Ability factors that measure people’s perceptions of their own skills to pick up and maintain the behaviour of collecting water from a safe source were low (M = 1.771; SD = 1.721). The difference between groups was large at 1.01 scale points and it was statistically significant (t = 1.703, p = 0.04). Furthermore, the subscale that measures recovery from a drawback (self-efficacy) was rated very low (M = 0.561; SD = 3.245). An insignificant difference (t = 1.338, p = 0.09) of 1.51 scale points between the doers and non-doers was observed. The combined effect of confidence in performance and self-efficacy translated to a high IP.
Self-regulation factors were not assessed because we had a small sample of doers which did not permit assessment of self-regulation among non-doers.

4. Discussion

The psychosocial data provide an evidence-based choice for appropriate Behavioural Change Techniques (BCTs) for promotion of use of safe water sources. We used an innovative approach that contributes to the knowledge of schistosomiasis control. This approach contributes strongly to preventative approaches, which fall within the theme of health promotion. While the mainstay of schistosomiasis control focuses on treatment of the disease, the health promotion approach focuses on preventing disease thus promoting health. We used the RANAS model to identify psychosocial factors that determine the use of safe water sources in Madeya village, located in uMkhanyakude district. These psychosocial factors inform an intervention framework for protecting community members from contracting schistosomiasis. Schistosomiasis can be prevented when these factors are targeted and changed, resulting in more people using safe water sources and avoiding unsafe water sources.

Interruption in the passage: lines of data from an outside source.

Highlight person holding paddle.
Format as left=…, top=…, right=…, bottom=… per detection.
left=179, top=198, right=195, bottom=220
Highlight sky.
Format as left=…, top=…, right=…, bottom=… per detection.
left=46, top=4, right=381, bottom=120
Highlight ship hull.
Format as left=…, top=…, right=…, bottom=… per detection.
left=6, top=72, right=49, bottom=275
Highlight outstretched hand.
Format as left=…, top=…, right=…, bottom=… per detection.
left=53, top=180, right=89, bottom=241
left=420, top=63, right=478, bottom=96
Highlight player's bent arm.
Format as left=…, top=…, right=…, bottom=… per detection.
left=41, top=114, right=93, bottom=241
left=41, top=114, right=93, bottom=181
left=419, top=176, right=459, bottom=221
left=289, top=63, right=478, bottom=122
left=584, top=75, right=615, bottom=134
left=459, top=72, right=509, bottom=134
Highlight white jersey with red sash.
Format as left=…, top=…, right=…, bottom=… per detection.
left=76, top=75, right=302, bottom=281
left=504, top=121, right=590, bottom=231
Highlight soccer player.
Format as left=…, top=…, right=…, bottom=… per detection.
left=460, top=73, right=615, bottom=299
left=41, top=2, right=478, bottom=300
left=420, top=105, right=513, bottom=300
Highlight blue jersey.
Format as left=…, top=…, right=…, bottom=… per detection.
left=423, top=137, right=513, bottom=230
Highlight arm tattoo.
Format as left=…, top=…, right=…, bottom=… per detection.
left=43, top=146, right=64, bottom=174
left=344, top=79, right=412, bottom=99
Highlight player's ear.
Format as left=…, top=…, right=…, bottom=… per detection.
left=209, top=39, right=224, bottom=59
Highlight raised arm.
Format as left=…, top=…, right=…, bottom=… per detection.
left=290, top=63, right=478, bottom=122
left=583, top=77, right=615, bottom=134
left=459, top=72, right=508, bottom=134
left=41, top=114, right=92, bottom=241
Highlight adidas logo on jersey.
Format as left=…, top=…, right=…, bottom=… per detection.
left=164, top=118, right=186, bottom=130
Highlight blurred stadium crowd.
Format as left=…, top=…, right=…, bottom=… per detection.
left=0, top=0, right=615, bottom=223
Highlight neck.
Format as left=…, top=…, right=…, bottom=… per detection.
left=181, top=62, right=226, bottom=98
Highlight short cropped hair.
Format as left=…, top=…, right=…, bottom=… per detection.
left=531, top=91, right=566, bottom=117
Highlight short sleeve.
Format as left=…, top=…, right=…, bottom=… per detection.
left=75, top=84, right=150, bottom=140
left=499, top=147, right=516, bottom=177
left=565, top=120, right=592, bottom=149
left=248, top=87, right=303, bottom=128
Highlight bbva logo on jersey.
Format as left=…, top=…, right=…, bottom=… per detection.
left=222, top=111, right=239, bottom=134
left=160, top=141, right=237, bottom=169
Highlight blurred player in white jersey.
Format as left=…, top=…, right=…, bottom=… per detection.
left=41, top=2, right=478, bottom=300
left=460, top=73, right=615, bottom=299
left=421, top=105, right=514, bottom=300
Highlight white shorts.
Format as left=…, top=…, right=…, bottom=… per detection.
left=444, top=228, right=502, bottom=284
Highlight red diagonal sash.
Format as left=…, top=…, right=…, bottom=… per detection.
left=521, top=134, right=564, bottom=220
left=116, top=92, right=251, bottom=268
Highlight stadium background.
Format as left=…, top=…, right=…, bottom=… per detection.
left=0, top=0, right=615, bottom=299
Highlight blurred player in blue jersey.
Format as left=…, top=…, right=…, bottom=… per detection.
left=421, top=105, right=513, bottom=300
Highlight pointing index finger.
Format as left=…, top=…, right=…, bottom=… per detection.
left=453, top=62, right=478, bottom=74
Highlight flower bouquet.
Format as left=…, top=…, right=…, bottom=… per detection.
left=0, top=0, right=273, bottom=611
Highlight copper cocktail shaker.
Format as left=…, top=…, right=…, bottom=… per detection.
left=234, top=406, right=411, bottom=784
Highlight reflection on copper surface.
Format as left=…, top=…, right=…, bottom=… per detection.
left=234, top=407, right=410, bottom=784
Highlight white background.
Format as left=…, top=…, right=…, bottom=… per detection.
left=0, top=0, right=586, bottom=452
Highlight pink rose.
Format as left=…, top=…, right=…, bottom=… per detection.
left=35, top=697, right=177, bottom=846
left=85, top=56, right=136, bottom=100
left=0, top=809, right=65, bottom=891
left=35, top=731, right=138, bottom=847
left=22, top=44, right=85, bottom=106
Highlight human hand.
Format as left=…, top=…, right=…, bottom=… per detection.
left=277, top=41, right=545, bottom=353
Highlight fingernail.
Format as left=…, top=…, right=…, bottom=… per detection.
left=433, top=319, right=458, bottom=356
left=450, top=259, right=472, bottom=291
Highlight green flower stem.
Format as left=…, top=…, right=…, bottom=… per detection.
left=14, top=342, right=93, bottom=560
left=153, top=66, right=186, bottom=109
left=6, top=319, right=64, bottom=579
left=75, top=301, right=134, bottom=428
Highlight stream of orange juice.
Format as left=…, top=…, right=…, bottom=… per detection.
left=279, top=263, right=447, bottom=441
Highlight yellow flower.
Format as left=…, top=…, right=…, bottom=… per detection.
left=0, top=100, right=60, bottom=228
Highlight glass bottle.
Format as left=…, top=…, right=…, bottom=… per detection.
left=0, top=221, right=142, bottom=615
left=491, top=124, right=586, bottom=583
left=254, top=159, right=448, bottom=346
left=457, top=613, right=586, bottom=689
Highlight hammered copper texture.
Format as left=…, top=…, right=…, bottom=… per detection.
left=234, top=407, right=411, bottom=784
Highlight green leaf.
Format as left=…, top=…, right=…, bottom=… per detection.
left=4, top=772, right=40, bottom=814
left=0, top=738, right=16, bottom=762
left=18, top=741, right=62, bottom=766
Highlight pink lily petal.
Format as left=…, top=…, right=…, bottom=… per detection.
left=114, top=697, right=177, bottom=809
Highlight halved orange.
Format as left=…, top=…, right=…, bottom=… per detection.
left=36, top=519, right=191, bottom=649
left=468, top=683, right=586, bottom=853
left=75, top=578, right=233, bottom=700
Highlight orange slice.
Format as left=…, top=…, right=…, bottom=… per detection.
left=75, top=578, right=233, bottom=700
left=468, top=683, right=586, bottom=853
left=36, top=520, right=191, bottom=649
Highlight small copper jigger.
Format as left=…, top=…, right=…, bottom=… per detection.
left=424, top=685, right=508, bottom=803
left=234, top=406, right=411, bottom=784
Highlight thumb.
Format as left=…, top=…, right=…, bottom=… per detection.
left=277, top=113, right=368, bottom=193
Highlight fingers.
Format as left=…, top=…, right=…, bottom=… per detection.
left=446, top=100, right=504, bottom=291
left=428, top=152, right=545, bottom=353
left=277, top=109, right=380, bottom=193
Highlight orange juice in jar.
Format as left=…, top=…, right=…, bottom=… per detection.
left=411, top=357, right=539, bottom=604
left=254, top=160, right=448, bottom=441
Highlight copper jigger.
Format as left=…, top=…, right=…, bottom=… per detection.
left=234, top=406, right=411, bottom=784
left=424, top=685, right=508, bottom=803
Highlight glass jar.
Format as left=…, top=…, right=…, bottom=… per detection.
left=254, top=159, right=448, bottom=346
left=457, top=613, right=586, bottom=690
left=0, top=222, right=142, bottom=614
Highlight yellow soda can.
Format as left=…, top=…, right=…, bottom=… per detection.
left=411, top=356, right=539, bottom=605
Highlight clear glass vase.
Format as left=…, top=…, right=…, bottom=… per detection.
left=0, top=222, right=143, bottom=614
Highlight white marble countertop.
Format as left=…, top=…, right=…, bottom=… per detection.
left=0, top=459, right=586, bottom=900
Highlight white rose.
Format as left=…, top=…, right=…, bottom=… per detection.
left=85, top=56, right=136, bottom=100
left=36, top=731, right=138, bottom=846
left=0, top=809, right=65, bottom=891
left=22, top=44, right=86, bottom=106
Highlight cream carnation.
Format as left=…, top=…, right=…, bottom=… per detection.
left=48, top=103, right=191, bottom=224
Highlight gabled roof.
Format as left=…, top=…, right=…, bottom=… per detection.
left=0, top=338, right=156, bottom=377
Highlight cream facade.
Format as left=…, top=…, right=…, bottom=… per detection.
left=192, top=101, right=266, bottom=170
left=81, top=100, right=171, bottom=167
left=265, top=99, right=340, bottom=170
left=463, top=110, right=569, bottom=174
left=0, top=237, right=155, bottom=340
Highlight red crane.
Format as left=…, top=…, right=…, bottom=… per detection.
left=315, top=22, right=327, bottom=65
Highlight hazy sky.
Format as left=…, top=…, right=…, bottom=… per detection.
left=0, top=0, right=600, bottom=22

Our research findings show that perceived vulnerability was rated low and the difference between groups of doers and non-doers was not significant. This means that both groups did not perceive themselves as vulnerable to schistosomiasis and diarrhoea. Furthermore, severity was scored moderate but with a significant the difference in scores between groups of doers and non-doers indicating that doers did perceive schistosomiasis and diarrhoea to be serious diseases while non doers did not. A study conducted in Burundi reported that an increase in knowledge about diarrhoea diseases resulted in a lower prevalence of the disease [23]. Therefore, health education or hygiene education is critical if one aims to increase perceived vulnerability and severity of a disease. Our findings also show that the majority of the community relied on surface water as the main source of water. Results from a study conducted in Ghana reported that inadequate access to potable water was associated with a high incidence of diarrhoea [24]. Furthermore, the study suggested that childhood diarrhoea decreased with availability of standpipes and private indoor pipes. In our study we found that, only a few households had access to piped or pumped water sources. Low perceived vulnerability and severity of the disease may be a contributing factor to the use of surface water or unsafe water sources.
Our results show that for the risk component, the intervention potential for the sub-component vulnerability was high and that of severity was moderate. The combined subscales produced a moderate IP for the risk component. The intervention needs to target the perceived vulnerability psychosocial factor because the results are informing us that respondents do not perceive themselves as vulnerable to schistosomiasis even though schistosomiasis is prevalent in the study area [18]. The risk component is therefore considered important for the design of intervention programmes. A previous study on knowledge attitude and practice (KAP) on schistosomiasis in the study area reported poor knowledge about schistosomiasis [25]. This could be the reason why there is low perceived risk of schistosomiasis among members of the community even though the disease is prevalent. These results are similar to a study conducted in Chad that reported low perceived risk of cholera despite the high prevalence of the disease in the area because no Cholera cases were observed prior to the survey [10].
Given that infected snails have been found at some of the water source points used by the community in this schistosomiasis endemic area, there is need for an intensified health promotion campaign to change people’s behaviour and perceptions regarding schistosomiasis. There are many strategies that can be used to bring about changes in behaviour. Dreibelbis et al. [26] reported environmental nudges to have successful results in promoting handwashing behaviour. Similarly, environmental nudges can also be applied in this community to prompt members of the community to use safe water sources.
For the attitude component, respondents scored moderate towards how they felt about using safe water sources and scored low on the cost–benefit scale. This means that the majority of the community members had negative attitudes towards the use of safe water sources. They felt that collecting water from a safe source needed more effort and was time consuming. One of the reasons for this observation was the limited number of improved water sources in the study area [27] which resulted in people having to wait for a long time in queues or having to travel long distance to collect water from a safe sources. Limited resources in the environment (contextual factors) resulted in negative attitudes towards collecting water from safe sources as indicated by the low scores on the cost–benefit scale for both doers and non-doers. Limited resources had a time cost to it as perceived by members of the community, meaning that individuals had to spend more time collecting water from improved sources than they would if they collected water from the rivers. Additionally, they had to be at public taps at specific times, usually at odd hours such as very early in the morning, because that would be the only time that water would be available. Other studies have indicated that improving access to clean water coupled with hygiene education can bring about behavioural change [28,29,30].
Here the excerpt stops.